24 Autumn: A busy time for new releases

Yes, now that October is almost upon us, it’s a busy time for publishers getting all their popular titles out in time for Christmas. If you like (auto)biographies, there is the usual wide selection. These four caught my eye:


At my Mother’s Knee…and Other Low Joints: The Autobiography is by Paul O’Grady and describes his early life in Birkenhead [Bantam £18.99 978-0593059258 ] I was totally put off by his Lily Savage character, but for me he became a little more likeable in the Paul O’Grady Show. Dawn French’s autobiography Dear Fatty [Century £18.99 978-1846053443 ] might be more to my liking – it’s due out next month. You can read a review in the Times Online. Entirely up to You, Darling is Richard Attenborough’s autobiography [Hutchinson £20 978-0091797089 ] ; he has directed some memorable films and met some notable figures in the process, so this should make for a fascinating book. Click here for a brief biography to whet your appetite. Finally Sheila Hancock writes about her life after the death of her husband John Thaw in Just Me [Bloomsbury £18.99 978-0747588825].

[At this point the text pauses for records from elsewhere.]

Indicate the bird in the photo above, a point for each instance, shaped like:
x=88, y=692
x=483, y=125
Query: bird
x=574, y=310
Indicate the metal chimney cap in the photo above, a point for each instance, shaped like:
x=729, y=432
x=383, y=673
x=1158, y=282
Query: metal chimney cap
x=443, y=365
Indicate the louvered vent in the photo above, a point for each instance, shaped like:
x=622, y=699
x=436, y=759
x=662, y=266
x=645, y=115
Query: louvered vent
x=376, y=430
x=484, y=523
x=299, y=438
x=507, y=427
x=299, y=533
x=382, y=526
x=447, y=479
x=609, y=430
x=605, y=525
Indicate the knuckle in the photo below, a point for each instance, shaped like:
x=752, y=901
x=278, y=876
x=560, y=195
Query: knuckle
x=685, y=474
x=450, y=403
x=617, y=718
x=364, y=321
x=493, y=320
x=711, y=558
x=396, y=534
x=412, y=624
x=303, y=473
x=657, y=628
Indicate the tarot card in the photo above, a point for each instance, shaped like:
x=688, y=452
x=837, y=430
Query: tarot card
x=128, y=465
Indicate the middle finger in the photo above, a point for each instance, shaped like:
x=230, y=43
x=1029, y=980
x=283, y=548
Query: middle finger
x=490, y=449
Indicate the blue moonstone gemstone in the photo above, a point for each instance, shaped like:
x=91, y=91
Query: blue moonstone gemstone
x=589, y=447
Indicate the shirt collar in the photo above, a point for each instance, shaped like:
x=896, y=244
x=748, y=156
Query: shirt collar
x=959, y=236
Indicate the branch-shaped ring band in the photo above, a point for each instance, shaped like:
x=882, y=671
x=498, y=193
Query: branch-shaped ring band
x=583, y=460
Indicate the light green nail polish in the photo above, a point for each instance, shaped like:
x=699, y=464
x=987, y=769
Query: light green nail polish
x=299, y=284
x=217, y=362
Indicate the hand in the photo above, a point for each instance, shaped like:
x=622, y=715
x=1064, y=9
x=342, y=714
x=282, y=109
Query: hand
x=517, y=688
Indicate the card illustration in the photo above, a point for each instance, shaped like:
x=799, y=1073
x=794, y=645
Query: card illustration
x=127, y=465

A few editions – or posts – ago, I wrote about whether to continue reading a book if I wasn’t entirely satisfied with it. Well, I had that feeling about a novel I picked up at the library a week or two ago, but I did finish it after all. In The Rain before it Falls by Jonathan Coe, [Penguin £7.99 9780141033211 ] a 73 year old woman records on tape the memories evoked by a collection of family photographs especially for her cousin Beatrix’s  granddaughter, Imogen, who is blind. The woman, Rosamund, dies soon after completing the recording and relatives are unable to trace the granddaughter, so they listen to the tapes themselves. A tragic family history unfolds, which eventually reveals why Imogen is blind and what happened to her. I find it difficult to describe my feelings for this novel – at times, I was motivated to read on and at others, I felt like giving up, but the more I read the better it became. Reviews I have found on Amazon are very mixed. Before this one, Jonathan Coe had already written 11 novels and biographies and won quite a few literary prizes.


Finally a couple of books I was able to browse through the other day, courtesy of my friend Daphne from Staffordshire Libraries. Froth on the Cappucino – how small pleasures can save your life  by Maeve Haran [Hay House £8.99 9781401911058 – paperback available at the end of October] is all about the simple pleasures in life – those we often take for granted or think nothing of. Possibly aimed mainly at women, it’s a great antidote to all those books that complain about life in general such as the “grumpy old men/ women” books. It was apparently inspired at least in part by Margaret Thatcher, who once said that the thing that gave her the greatest pleasure in life was “taking the fluff out of the tumble dryer”. I can think of nicer simple pleasures!


Sausage in a Basket: the Great British of How Not to Eat  by Martin Lampen [Bloomsbury £10.99 9780747589181] is a sort of alphabetical catalogue of all those awful foods which at one time or another we may have inflicted on ourselves before healthy eating “came into fashion” as it were – by that I mean instant whip and freeze dried peas and when deep fat fryers were all the rage. Reaction to this book seems to range between “laugh out loud funny” and “drivel”. I tend to lean towards the latter – it didn’t appeal to my sense of humour I’m afraid. Check out the website and get a taste of what to expect from the book – look for the words “deep fat friar” – the mind boggles!